The Ophthalmology Clinic Trial Evaluation Suite has been assessing the eye health of cancer patients, with Heidelberg’s Spectralis optical coherence tomography (OCT) machine and a visual field analyser.
Patients are undergoing trials of small molecule anti-cancer drugs at the research centre, which consultant medical ophthalmologist, Dr Will Innes, said is a significant step forward in cancer treatment.
“With these drugs, the eye is ‘an organ at risk’ because some of the proteins and receptors that are targeted in cancer cells are also present in the eye. It is essential that we closely monitor eye health during treatment and, with this equipment, we can do that,” he explained.
The research centre is funded by the Sir Bobby Robson Foundation. The former England football team manager was treated by oncologist Professor Ruth Plummer, who is the director of the Sir Bobby Robson Cancer Research Trials Centre.
“Before we had this dedicated evaluation suite, patients had to visit separate areas of the hospital to have their eyes assessed – in some cases, on a weekly basis,” Dr Innes said.
“For anyone who is unwell, and especially for patients who are struggling to breathe because of cancer, it was very difficult to complete the eye checks necessary,” he added.
Dr Innes explained that OCT and another system that records electrical signals from the eye, optic nerve and brain, gives oncologists an “exquisitely detailed” picture of the eye’s structure and function. This allows oncologists to react quickly to changes during treatment.

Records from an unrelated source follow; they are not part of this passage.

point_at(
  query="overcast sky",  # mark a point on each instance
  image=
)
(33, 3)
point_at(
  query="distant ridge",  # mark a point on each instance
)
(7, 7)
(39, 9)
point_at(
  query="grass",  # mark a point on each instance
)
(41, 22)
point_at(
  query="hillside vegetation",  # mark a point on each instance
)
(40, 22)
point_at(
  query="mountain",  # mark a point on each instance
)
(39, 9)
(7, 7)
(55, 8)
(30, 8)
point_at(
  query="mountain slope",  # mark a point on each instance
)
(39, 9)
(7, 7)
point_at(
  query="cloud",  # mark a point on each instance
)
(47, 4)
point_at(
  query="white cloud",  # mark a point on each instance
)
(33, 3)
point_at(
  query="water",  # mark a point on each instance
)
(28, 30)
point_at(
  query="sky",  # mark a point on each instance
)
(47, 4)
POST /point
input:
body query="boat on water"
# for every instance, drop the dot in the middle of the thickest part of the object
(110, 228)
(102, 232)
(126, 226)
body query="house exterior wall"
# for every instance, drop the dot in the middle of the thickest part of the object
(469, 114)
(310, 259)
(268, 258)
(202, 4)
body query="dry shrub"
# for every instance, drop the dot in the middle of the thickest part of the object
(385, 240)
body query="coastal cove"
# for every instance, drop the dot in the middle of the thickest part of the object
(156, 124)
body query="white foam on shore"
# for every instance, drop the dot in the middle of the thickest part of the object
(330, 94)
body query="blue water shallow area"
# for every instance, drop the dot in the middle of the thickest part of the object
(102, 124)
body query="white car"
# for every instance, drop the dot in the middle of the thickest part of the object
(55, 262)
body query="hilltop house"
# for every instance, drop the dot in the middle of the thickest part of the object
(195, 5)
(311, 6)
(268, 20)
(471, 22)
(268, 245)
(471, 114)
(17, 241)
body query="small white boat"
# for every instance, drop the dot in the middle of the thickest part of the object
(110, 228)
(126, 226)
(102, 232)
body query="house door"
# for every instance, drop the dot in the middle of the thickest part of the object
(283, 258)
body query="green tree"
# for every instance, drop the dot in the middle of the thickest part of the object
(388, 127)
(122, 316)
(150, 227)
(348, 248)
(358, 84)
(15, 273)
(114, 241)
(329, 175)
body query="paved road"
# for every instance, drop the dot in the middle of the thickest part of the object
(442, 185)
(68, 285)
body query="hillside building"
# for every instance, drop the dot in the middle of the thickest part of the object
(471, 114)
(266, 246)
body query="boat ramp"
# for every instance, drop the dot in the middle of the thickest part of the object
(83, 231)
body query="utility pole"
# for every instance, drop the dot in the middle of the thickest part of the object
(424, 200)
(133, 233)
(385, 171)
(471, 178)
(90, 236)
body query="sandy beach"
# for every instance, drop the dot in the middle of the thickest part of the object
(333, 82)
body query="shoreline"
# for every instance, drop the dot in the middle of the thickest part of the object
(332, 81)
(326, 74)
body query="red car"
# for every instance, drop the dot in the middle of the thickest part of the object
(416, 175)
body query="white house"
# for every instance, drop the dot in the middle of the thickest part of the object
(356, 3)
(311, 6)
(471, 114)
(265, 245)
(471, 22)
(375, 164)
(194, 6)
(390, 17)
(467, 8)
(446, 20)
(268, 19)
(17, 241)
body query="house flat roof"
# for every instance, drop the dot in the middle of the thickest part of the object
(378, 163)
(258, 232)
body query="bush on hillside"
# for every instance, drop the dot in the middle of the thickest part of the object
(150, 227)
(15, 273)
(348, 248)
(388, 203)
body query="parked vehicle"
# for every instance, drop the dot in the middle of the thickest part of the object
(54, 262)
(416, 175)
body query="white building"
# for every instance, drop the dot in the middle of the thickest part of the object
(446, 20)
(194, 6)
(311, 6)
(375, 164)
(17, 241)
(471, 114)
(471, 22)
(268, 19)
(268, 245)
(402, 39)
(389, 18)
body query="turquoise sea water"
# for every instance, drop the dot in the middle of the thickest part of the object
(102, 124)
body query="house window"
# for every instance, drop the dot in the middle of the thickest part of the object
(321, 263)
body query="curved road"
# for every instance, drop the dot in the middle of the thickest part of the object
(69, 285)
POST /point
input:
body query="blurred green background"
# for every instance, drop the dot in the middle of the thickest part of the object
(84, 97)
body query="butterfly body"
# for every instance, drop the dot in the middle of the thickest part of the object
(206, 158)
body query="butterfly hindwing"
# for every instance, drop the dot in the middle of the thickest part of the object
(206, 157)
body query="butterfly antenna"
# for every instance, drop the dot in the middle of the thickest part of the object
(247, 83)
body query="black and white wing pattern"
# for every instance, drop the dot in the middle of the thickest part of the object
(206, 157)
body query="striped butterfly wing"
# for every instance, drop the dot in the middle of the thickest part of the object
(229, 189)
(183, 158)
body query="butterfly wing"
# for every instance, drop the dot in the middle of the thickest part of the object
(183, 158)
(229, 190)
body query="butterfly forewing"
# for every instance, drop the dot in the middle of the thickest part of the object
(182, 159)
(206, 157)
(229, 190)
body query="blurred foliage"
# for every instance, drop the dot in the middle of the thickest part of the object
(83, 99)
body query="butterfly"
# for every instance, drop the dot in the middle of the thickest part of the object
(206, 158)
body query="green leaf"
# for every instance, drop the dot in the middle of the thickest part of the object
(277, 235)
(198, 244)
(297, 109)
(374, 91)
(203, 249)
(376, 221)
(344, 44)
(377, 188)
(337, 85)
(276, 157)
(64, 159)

“Oncologists are traditionally trained to deal with treatment side effects, such as hair loss, mouth and bowel problems and the dropping of white blood cell counts. With these new treatments ophthalmology is now also an essential element of monitoring,” Dr Innes said.
The centre enrolled over 600 new patients on clinical trials in the last year and is experiencing a year-on-year increase in the number of clinical trials open to recruitment.